Was that before or after the beer?

Boil in the bag curry??? wtf is that?


----------



## Johnnboy (Oct 9, 2008)

nola said:


> Was that before or after the beer?
> 
> Boil in the bag curry??? wtf is that?


It was a late 70's/early 80's contraption. Think space man food, in a bag, frozen. In a pot. Around the time that videos and microwave ovens came out. brave new world.

I dare you to google boil in the bag curry.


----------



## Johnnboy (Oct 9, 2008)

Johnnboy said:


> It was a late 70's/early 80's contraption. Think space man food, in a bag, frozen. In a pot. Around the time that videos and microwave ovens came out. brave new world.
> 
> I dare you to google boil in the bag curry.


Thinking about it, which I shouldn't be, it was a packaging 'mans' dream. The food came in a plastic bag, which was packed in a box, then you put it in another bag with the rest of the shopping, took it home then put the bag in the box in the bag in your cool box.


----------



## Mr Rossi (May 16, 2009)

You still get them by the looks of it 










Note the "Serves One" one the front of the packaging, gives you an idea of the target market.


----------



## Guest (Sep 8, 2010)

Mmm, sounds delish!

Packaged and processed food at it's finest! Your friend's bbq was probably getting its revenge by blowing up - it couldn't take it anymore


----------



## Johnnboy (Oct 9, 2008)

nola said:


> Mmm, sounds delish!
> 
> Packaged and processed food at it's finest! Your friend's bbq was probably getting its revenge by blowing up - it couldn't take it anymore


No, you misunderstood. My mate's old man burnt the house down whilst cooking a boil in the bag curry. No flames were involved, originally. just an electric ring cooker and a pot.

Anyway, I still think you have no chance in importing a gas can by air. It's only a flippin tank, let it go. I repeat myself, anyone who wants to import gas to the middle east may well be misguided in their sentiments.
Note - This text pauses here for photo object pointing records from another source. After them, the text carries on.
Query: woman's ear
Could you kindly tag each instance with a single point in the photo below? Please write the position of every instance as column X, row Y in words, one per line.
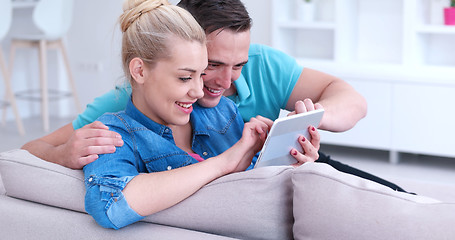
column 137, row 70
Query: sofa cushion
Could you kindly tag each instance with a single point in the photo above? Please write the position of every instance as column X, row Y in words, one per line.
column 256, row 204
column 31, row 178
column 21, row 219
column 329, row 204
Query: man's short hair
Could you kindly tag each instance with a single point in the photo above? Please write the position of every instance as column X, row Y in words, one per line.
column 219, row 14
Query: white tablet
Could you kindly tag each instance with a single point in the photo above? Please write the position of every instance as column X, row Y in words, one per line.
column 283, row 136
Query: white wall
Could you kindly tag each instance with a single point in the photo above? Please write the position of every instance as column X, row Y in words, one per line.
column 93, row 43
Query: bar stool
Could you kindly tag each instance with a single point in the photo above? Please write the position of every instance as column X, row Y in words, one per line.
column 5, row 23
column 53, row 18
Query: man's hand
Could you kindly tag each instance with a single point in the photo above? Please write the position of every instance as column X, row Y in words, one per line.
column 85, row 144
column 305, row 106
column 75, row 149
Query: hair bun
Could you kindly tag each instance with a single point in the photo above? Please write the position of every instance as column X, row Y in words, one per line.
column 133, row 9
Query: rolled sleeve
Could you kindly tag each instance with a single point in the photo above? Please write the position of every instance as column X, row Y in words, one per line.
column 106, row 203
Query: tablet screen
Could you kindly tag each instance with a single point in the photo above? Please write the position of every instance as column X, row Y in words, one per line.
column 283, row 136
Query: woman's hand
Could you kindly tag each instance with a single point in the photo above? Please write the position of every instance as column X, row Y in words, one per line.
column 310, row 148
column 254, row 134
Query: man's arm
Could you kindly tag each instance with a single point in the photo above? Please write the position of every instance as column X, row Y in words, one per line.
column 343, row 105
column 75, row 149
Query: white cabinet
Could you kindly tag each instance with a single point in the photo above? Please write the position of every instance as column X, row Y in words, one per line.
column 397, row 53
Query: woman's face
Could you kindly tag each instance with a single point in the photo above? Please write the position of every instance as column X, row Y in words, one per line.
column 172, row 85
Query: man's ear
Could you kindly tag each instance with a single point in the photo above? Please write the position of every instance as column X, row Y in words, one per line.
column 137, row 70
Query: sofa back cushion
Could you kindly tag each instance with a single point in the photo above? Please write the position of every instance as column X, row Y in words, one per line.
column 329, row 204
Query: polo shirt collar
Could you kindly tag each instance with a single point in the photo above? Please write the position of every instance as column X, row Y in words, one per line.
column 137, row 115
column 243, row 90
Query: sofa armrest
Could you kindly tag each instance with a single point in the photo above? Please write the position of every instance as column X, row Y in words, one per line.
column 329, row 204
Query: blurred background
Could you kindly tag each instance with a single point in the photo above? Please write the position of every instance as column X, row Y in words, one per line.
column 398, row 53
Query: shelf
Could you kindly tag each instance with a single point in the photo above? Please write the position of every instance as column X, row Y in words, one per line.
column 301, row 25
column 393, row 73
column 435, row 29
column 23, row 4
It can be difficult enough out here, why over complicate?


----------



## Guest (Sep 9, 2010)

Johnnboy said:


> No, you misunderstood. My mate's old man burnt the house down whilst cooking a boil in the bag curry. No flames were involved, originally. just an electric ring cooker and a pot.
> 
> Anyway, I still think you have no chance in importing a gas can by air. It's only a flippin tank, let it go. I repeat myself, anyone who wants to import gas to the middle east may well be misguided in their sentiments.
> 
> It can be difficult enough out here, why over complicate?


LOL! I thought you meant he was trying to bbq the boil in the bag curry

And I agree about the tank - let it go, it's easy to get one here


----------



## AS1 (Aug 27, 2011)

I'm in the same situation. I'd love to bring along my propane BBQ but am confused with all of the different replies??! I really don't want to ship it and find out that it's a big hassle to get it to work....please advice


----------



## mimo_yyy (Jul 4, 2010)

I am the one who posted this thread in the first place.

I decided not to bring it with me; 
After almost 1 year here in Dubai; if time goes back; I would have brought it.
Grills are pretty expensive here compared to the US.
But be prepared that you won't use it for sometime until you figure out things here and how to fill Propane / Gas tank.

Don't bring the Propane tank though to avoid any hassle with customs, etc.

Just bring the grill itself.


----------



## w_man (Apr 16, 2010)

Bring it!! Don't bring the propane tank as refilling will be a hassle. 

You can easily get a tank and the connector here - you simply call a number and they come to your house to deliver the tank. They will even bring the connector if you tell them to. I really don't remember the cost but the connector (which they can connect for you to a rubber hose from the grill) was roughly 200-300 aed. You also buy out the tank for 300-400 aed so the initial cost is a little high but the refills are around 75aed.

You shouldn't have to wait at all - once you find a place to live, just call any gas company and they'll come over. Unlike half the other things in Dubai - you don't need a passport/resident visa/blood and urine test results to get a propane tank. 

Do yourself a favor and bring it .... Happy grilling


----------



## snipes (May 18, 2011)

We just moved here, I brought the grill but not the tank, within a day my wife had arranged the "tank man" to come round and fit the right manifold to the hose, I am hearing I will be using the grill a lot when it cools down here.....


----------



## EnemyMind (Aug 31, 2011)

snipes said:


> We just moved here, I brought the grill but not the tank, within a day my wife had arranged the "tank man" to come round and fit the right manifold to the hose, I am hearing I will be using the grill a lot when it cools down here.....


Sounds quite a bit like my future. When the wife wants something ::shrug:: Interesting to note how many people seem to grill.


----------



## Haz53 (Aug 21, 2011)

I love my BBQ using natural lump-wood coal. Try it and you will not regret it.


----------